My wife’s ‘smartphone’ soon suggested an answer – the date was that of The Treaty of Amiens, which was signed by Great Britain (Lord Cornwallis), Joseph Bonaparte, (Napoleon’s brother). Also by representatives of Spain and the Batavian Republic (now part of the Netherlands). The Treaty eventually led to Napoleon’s arrest and exile to the Italian island of Elba. His escape from there in 1804 had dire consequences for the allies and led once again to the battlefields of Europe. In fact, it was the young Duke of Buckingham who sallied forth and led The Bucks Militia to serve under Wellington at Waterloo. They were not asked to commit themselves to the main battle.
But all that would be in the future for my stone, or so I thought.
Meanwhile at Amiens, Great Britain agreed that France should become a republic and that fighting between these countries should cease from thereon. Amongst the remaining clauses was one regarding Egypt. It stated that all British troops should withdraw from that country. They had been there since the Royal Navy had defeated the French Fleet at the Battle of the Nile 1798. Despite signing the Treaty, Britain reneged and the British Army stayed incredibly until after the Suez Crisis of 1956!

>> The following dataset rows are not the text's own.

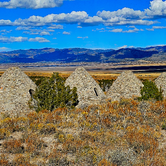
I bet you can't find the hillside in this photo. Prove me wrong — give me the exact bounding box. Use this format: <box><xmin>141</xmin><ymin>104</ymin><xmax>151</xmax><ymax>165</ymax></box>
<box><xmin>0</xmin><ymin>46</ymin><xmax>166</xmax><ymax>63</ymax></box>
<box><xmin>0</xmin><ymin>99</ymin><xmax>165</xmax><ymax>165</ymax></box>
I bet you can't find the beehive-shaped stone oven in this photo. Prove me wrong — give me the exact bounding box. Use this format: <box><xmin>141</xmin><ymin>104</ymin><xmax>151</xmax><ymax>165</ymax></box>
<box><xmin>65</xmin><ymin>67</ymin><xmax>106</xmax><ymax>107</ymax></box>
<box><xmin>0</xmin><ymin>67</ymin><xmax>37</xmax><ymax>115</ymax></box>
<box><xmin>106</xmin><ymin>70</ymin><xmax>144</xmax><ymax>101</ymax></box>
<box><xmin>155</xmin><ymin>72</ymin><xmax>166</xmax><ymax>98</ymax></box>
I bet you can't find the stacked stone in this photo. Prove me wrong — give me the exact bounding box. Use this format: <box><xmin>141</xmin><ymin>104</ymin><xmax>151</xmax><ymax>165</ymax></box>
<box><xmin>65</xmin><ymin>67</ymin><xmax>106</xmax><ymax>108</ymax></box>
<box><xmin>0</xmin><ymin>67</ymin><xmax>37</xmax><ymax>116</ymax></box>
<box><xmin>106</xmin><ymin>70</ymin><xmax>144</xmax><ymax>101</ymax></box>
<box><xmin>155</xmin><ymin>72</ymin><xmax>166</xmax><ymax>97</ymax></box>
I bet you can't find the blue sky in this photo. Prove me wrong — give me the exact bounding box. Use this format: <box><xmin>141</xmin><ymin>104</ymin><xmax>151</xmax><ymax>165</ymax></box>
<box><xmin>1</xmin><ymin>0</ymin><xmax>166</xmax><ymax>51</ymax></box>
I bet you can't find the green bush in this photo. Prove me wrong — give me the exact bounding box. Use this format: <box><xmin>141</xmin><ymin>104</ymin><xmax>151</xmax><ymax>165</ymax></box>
<box><xmin>138</xmin><ymin>80</ymin><xmax>163</xmax><ymax>101</ymax></box>
<box><xmin>98</xmin><ymin>79</ymin><xmax>114</xmax><ymax>92</ymax></box>
<box><xmin>162</xmin><ymin>121</ymin><xmax>166</xmax><ymax>130</ymax></box>
<box><xmin>29</xmin><ymin>76</ymin><xmax>47</xmax><ymax>86</ymax></box>
<box><xmin>30</xmin><ymin>72</ymin><xmax>78</xmax><ymax>112</ymax></box>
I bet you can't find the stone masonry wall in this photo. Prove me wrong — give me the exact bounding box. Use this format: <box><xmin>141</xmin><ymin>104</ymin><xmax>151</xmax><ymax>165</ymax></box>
<box><xmin>0</xmin><ymin>67</ymin><xmax>37</xmax><ymax>116</ymax></box>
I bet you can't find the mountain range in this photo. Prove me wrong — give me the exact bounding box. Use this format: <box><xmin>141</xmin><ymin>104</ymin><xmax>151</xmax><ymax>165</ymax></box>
<box><xmin>1</xmin><ymin>46</ymin><xmax>166</xmax><ymax>63</ymax></box>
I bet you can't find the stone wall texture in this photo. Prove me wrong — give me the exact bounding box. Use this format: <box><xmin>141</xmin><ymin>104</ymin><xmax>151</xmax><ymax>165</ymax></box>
<box><xmin>0</xmin><ymin>67</ymin><xmax>37</xmax><ymax>116</ymax></box>
<box><xmin>65</xmin><ymin>67</ymin><xmax>106</xmax><ymax>108</ymax></box>
<box><xmin>155</xmin><ymin>72</ymin><xmax>166</xmax><ymax>97</ymax></box>
<box><xmin>106</xmin><ymin>70</ymin><xmax>144</xmax><ymax>101</ymax></box>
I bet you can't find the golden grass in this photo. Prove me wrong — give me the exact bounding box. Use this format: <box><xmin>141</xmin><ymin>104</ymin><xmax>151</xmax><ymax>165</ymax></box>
<box><xmin>0</xmin><ymin>70</ymin><xmax>162</xmax><ymax>81</ymax></box>
<box><xmin>24</xmin><ymin>71</ymin><xmax>161</xmax><ymax>81</ymax></box>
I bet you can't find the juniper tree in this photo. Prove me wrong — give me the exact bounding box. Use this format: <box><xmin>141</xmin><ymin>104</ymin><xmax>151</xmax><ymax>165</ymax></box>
<box><xmin>138</xmin><ymin>80</ymin><xmax>163</xmax><ymax>101</ymax></box>
<box><xmin>30</xmin><ymin>72</ymin><xmax>78</xmax><ymax>112</ymax></box>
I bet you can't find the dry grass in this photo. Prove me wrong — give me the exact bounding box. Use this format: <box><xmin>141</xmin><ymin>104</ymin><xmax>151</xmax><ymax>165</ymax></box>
<box><xmin>0</xmin><ymin>70</ymin><xmax>162</xmax><ymax>81</ymax></box>
<box><xmin>23</xmin><ymin>71</ymin><xmax>162</xmax><ymax>81</ymax></box>
<box><xmin>0</xmin><ymin>99</ymin><xmax>166</xmax><ymax>165</ymax></box>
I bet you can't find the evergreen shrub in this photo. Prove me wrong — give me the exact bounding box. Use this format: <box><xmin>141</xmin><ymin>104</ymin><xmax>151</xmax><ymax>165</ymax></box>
<box><xmin>30</xmin><ymin>72</ymin><xmax>78</xmax><ymax>112</ymax></box>
<box><xmin>138</xmin><ymin>80</ymin><xmax>163</xmax><ymax>101</ymax></box>
<box><xmin>98</xmin><ymin>79</ymin><xmax>114</xmax><ymax>92</ymax></box>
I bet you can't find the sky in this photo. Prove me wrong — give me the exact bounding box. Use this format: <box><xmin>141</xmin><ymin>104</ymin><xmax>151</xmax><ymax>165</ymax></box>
<box><xmin>1</xmin><ymin>0</ymin><xmax>166</xmax><ymax>51</ymax></box>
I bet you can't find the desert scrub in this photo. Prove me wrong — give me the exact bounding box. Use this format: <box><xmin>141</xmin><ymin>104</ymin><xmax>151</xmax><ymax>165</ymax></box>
<box><xmin>107</xmin><ymin>149</ymin><xmax>137</xmax><ymax>166</ymax></box>
<box><xmin>77</xmin><ymin>144</ymin><xmax>102</xmax><ymax>165</ymax></box>
<box><xmin>30</xmin><ymin>72</ymin><xmax>78</xmax><ymax>112</ymax></box>
<box><xmin>0</xmin><ymin>154</ymin><xmax>9</xmax><ymax>166</ymax></box>
<box><xmin>48</xmin><ymin>150</ymin><xmax>69</xmax><ymax>166</ymax></box>
<box><xmin>37</xmin><ymin>123</ymin><xmax>57</xmax><ymax>135</ymax></box>
<box><xmin>55</xmin><ymin>130</ymin><xmax>66</xmax><ymax>143</ymax></box>
<box><xmin>0</xmin><ymin>128</ymin><xmax>10</xmax><ymax>140</ymax></box>
<box><xmin>162</xmin><ymin>120</ymin><xmax>166</xmax><ymax>130</ymax></box>
<box><xmin>0</xmin><ymin>117</ymin><xmax>14</xmax><ymax>132</ymax></box>
<box><xmin>98</xmin><ymin>159</ymin><xmax>110</xmax><ymax>166</ymax></box>
<box><xmin>3</xmin><ymin>139</ymin><xmax>24</xmax><ymax>154</ymax></box>
<box><xmin>25</xmin><ymin>134</ymin><xmax>45</xmax><ymax>153</ymax></box>
<box><xmin>11</xmin><ymin>154</ymin><xmax>35</xmax><ymax>166</ymax></box>
<box><xmin>61</xmin><ymin>134</ymin><xmax>77</xmax><ymax>154</ymax></box>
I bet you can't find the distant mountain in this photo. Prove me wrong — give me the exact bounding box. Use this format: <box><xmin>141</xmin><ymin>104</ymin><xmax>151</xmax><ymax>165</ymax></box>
<box><xmin>0</xmin><ymin>46</ymin><xmax>166</xmax><ymax>63</ymax></box>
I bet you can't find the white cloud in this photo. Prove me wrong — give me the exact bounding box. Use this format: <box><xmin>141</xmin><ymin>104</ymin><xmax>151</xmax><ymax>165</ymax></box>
<box><xmin>92</xmin><ymin>28</ymin><xmax>107</xmax><ymax>32</ymax></box>
<box><xmin>23</xmin><ymin>31</ymin><xmax>39</xmax><ymax>35</ymax></box>
<box><xmin>105</xmin><ymin>20</ymin><xmax>156</xmax><ymax>26</ymax></box>
<box><xmin>77</xmin><ymin>36</ymin><xmax>88</xmax><ymax>39</ymax></box>
<box><xmin>146</xmin><ymin>28</ymin><xmax>154</xmax><ymax>31</ymax></box>
<box><xmin>63</xmin><ymin>31</ymin><xmax>70</xmax><ymax>35</ymax></box>
<box><xmin>29</xmin><ymin>37</ymin><xmax>50</xmax><ymax>42</ymax></box>
<box><xmin>12</xmin><ymin>11</ymin><xmax>89</xmax><ymax>27</ymax></box>
<box><xmin>145</xmin><ymin>0</ymin><xmax>166</xmax><ymax>18</ymax></box>
<box><xmin>96</xmin><ymin>7</ymin><xmax>156</xmax><ymax>26</ymax></box>
<box><xmin>110</xmin><ymin>29</ymin><xmax>123</xmax><ymax>32</ymax></box>
<box><xmin>48</xmin><ymin>24</ymin><xmax>63</xmax><ymax>29</ymax></box>
<box><xmin>110</xmin><ymin>27</ymin><xmax>141</xmax><ymax>33</ymax></box>
<box><xmin>146</xmin><ymin>25</ymin><xmax>166</xmax><ymax>31</ymax></box>
<box><xmin>40</xmin><ymin>31</ymin><xmax>50</xmax><ymax>36</ymax></box>
<box><xmin>123</xmin><ymin>28</ymin><xmax>139</xmax><ymax>33</ymax></box>
<box><xmin>48</xmin><ymin>29</ymin><xmax>55</xmax><ymax>32</ymax></box>
<box><xmin>0</xmin><ymin>0</ymin><xmax>63</xmax><ymax>9</ymax></box>
<box><xmin>0</xmin><ymin>36</ymin><xmax>28</xmax><ymax>43</ymax></box>
<box><xmin>57</xmin><ymin>11</ymin><xmax>88</xmax><ymax>23</ymax></box>
<box><xmin>23</xmin><ymin>29</ymin><xmax>51</xmax><ymax>36</ymax></box>
<box><xmin>0</xmin><ymin>36</ymin><xmax>50</xmax><ymax>43</ymax></box>
<box><xmin>16</xmin><ymin>26</ymin><xmax>32</xmax><ymax>30</ymax></box>
<box><xmin>82</xmin><ymin>16</ymin><xmax>104</xmax><ymax>26</ymax></box>
<box><xmin>0</xmin><ymin>29</ymin><xmax>12</xmax><ymax>34</ymax></box>
<box><xmin>77</xmin><ymin>26</ymin><xmax>82</xmax><ymax>28</ymax></box>
<box><xmin>96</xmin><ymin>28</ymin><xmax>105</xmax><ymax>31</ymax></box>
<box><xmin>97</xmin><ymin>8</ymin><xmax>144</xmax><ymax>20</ymax></box>
<box><xmin>129</xmin><ymin>26</ymin><xmax>136</xmax><ymax>28</ymax></box>
<box><xmin>0</xmin><ymin>19</ymin><xmax>12</xmax><ymax>26</ymax></box>
<box><xmin>153</xmin><ymin>26</ymin><xmax>166</xmax><ymax>29</ymax></box>
<box><xmin>96</xmin><ymin>2</ymin><xmax>165</xmax><ymax>26</ymax></box>
<box><xmin>1</xmin><ymin>1</ymin><xmax>166</xmax><ymax>28</ymax></box>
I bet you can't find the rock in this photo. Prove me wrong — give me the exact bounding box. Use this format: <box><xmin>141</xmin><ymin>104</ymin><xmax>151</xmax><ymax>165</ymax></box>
<box><xmin>65</xmin><ymin>67</ymin><xmax>106</xmax><ymax>108</ymax></box>
<box><xmin>106</xmin><ymin>70</ymin><xmax>144</xmax><ymax>101</ymax></box>
<box><xmin>155</xmin><ymin>72</ymin><xmax>166</xmax><ymax>97</ymax></box>
<box><xmin>0</xmin><ymin>67</ymin><xmax>37</xmax><ymax>116</ymax></box>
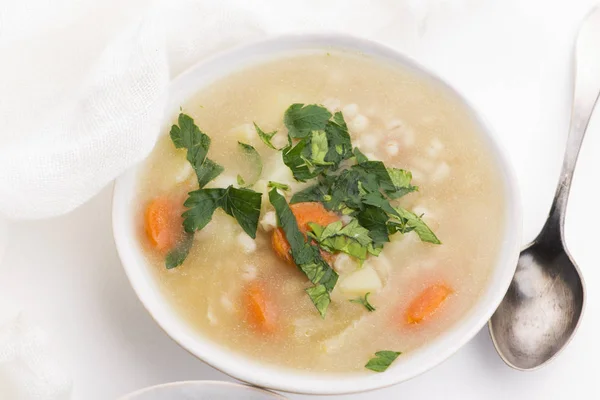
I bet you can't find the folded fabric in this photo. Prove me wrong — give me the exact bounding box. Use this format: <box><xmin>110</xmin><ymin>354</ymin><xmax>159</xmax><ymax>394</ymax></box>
<box><xmin>0</xmin><ymin>312</ymin><xmax>72</xmax><ymax>400</ymax></box>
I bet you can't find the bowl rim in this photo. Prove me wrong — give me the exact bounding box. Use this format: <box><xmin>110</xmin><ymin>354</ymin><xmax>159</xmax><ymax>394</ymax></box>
<box><xmin>112</xmin><ymin>33</ymin><xmax>522</xmax><ymax>395</ymax></box>
<box><xmin>118</xmin><ymin>380</ymin><xmax>287</xmax><ymax>400</ymax></box>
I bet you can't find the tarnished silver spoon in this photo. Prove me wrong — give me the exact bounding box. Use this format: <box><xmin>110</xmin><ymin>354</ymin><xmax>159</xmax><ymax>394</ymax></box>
<box><xmin>488</xmin><ymin>7</ymin><xmax>600</xmax><ymax>370</ymax></box>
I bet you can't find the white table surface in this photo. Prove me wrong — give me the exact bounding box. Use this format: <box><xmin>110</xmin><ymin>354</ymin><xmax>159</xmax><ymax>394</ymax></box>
<box><xmin>2</xmin><ymin>2</ymin><xmax>600</xmax><ymax>399</ymax></box>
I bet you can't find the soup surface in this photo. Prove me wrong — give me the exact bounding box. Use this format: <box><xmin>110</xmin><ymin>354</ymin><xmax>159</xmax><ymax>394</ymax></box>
<box><xmin>136</xmin><ymin>51</ymin><xmax>505</xmax><ymax>373</ymax></box>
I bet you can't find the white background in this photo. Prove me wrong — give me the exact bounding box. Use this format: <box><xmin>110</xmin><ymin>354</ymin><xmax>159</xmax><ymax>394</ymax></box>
<box><xmin>2</xmin><ymin>1</ymin><xmax>600</xmax><ymax>399</ymax></box>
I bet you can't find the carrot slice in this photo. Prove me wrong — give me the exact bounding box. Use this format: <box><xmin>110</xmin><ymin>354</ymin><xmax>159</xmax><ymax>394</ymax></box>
<box><xmin>405</xmin><ymin>284</ymin><xmax>453</xmax><ymax>324</ymax></box>
<box><xmin>144</xmin><ymin>196</ymin><xmax>183</xmax><ymax>253</ymax></box>
<box><xmin>272</xmin><ymin>202</ymin><xmax>340</xmax><ymax>264</ymax></box>
<box><xmin>243</xmin><ymin>282</ymin><xmax>277</xmax><ymax>333</ymax></box>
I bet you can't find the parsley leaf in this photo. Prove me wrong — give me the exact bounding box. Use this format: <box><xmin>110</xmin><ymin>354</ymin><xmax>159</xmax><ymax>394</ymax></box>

Napoleon’s escape from Elba was greeted by his ‘Old Guard’. They marched to Paris where he crowned himself Emperor amid large numbers of supporters.
Britain had been at war with France since 1793, so this 1802 treaty was a massive relief to this country and there was general rejoicing. Various ways of celebrating the occasion were devised. In Stowe’s case it called for a rather difficult construction job. Despite the treaty’s great importance, it is unknown to most people today.
This lack of interest must be explained by the fact that ‘La Paix d’Amiens’ did not endure, indeed it was eclipsed by Napoleon’s later battles concluding with Waterloo and finally his demise on St Helena.
When the news of the escape reached Stowe, there was great dismay. However George Grenville, the Marquess of Buckingham had already completed his monument to Britain’s military might, at sea and on land.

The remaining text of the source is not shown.